Если он оттолкнет, если заставит думать, что это он здесь конченная мразь, так будет легче. Всем. Просто из них троих шаг должен сделать именно Олег.
В коридоре все еще горит свет. Рома просто смотрит. В голове — ничего. В обычной ситуации он бы уже залез между ними, требуя свою порцию объятий, но сейчас горло сводит спазмом. На мгновение он даже вдохнуть не может — только дурное предчувствие катастрофы скребется в груди.
Теперь у него более-менее работают обе руки. И Рома как-то бездумно тянется к уже белым шрамам, расчесывая кожу. Вернись в реальность, блять. Вернись.
В итоге Рома к ним не идет. И даже наоборот.
— Я в магазин, — объявляет он невпопад, продолжая тупо стоять на пороге гостиной. — Кто-нибудь что-нибудь хочет?
А вот на него Шепс даже все-таки поворачивается. И смотрит-то так… Рома по глазам прекрасно понимает — Олег его сомнительный маневр раскусил быстро. А Рома его — нет. Он же его опять даже не останавливает.
— Торт… — напоминает Дафна глухо, почти бездумно.
Она ведь хотела купить его не потому, что так уж хотела есть. Она хотела, чтобы они разрезали его втроем. Чтобы посидели на кухне, как делали раньше. И у Дафны слезы наворачиваются на глаза, но она их сдерживает, давит улыбку. Она ведь тоже понимает, почему Рома собрался уходить. И если она она сейчас останется с Олегом, то сделает ему ещё больнее.
А сам Олег… Вновь говорит с ней так, будто она — пустое место. Хочется разрыдаться, встать перед ним на колени, прижаться и долго-долго умолять, чтобы он не поступал с ней так. Как она уже однажды делала.
— Олеж… — зовёт она, когда вздрагивает от хлопка дверной двери, но звук ее голоса в нем и тонет.
Поэтому Шепс не реагирует. Рома ушел. И Дафна дрожит, поднимается на ноги, уходя в ванную. Включает воду, чтобы ее шум заглушил ее рыдания. Держит саму себя за горло, мечтая об одном — чтобы ее не было.
Но вот сейчас Олег все-таки поднимается тоже. Идет к ванной, тихо, неосознанно стараясь, чтобы под ногой не скрипнула ни единая половица. Только не заходит. Замирает у двери, прижавшись лбом к дереву, и закрывает глаза, пытаясь вот так передать ей хотя бы крупицу своей энергии.

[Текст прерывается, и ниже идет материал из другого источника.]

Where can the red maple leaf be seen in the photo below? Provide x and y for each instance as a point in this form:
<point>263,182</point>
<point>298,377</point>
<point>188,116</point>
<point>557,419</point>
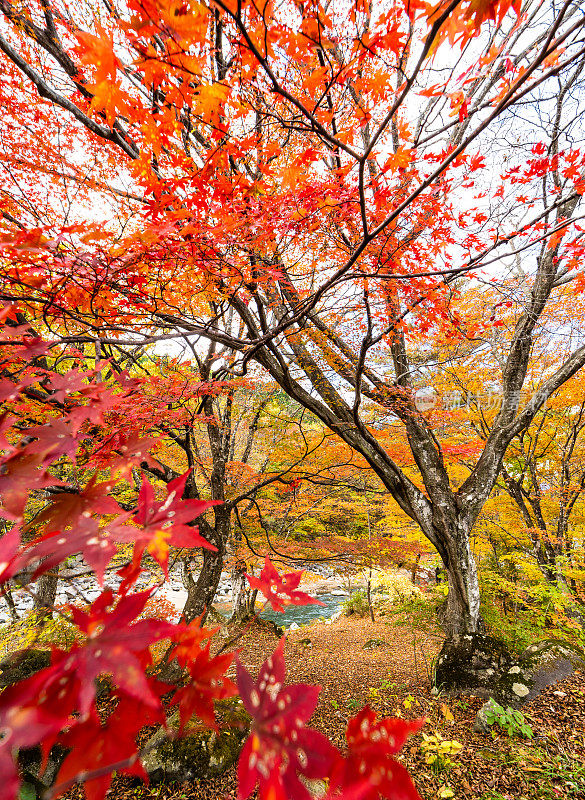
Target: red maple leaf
<point>96,746</point>
<point>54,439</point>
<point>32,712</point>
<point>86,537</point>
<point>115,646</point>
<point>280,747</point>
<point>68,507</point>
<point>188,637</point>
<point>280,590</point>
<point>9,547</point>
<point>370,770</point>
<point>207,682</point>
<point>164,523</point>
<point>22,473</point>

Олег знает, что она плачет. Воду включила — как будто он не понимает. Олег знает, что и Рома сейчас на улице рыдает навзрыд. Ему бы сейчас… снова. Утащить их обоих на кухню… или нет. Сначала найти на улице Рому, потому что тот точно опять заблудится, особенно в темноте — в округе он вряд ли найдет тот самый торт. Утащить обоих на кухню, включить чайник, поцеловать Дафну, чтобы она знала, что он ее любит, что она для него важна больше всего на свете…
Но Шепс не позволяет себе даже притронуться к дверной ручке. За Ромой тоже не идет. Только позволяет себе выдохнуть:
— Так будет лучше.
Или он просто слишком хочет в это верить.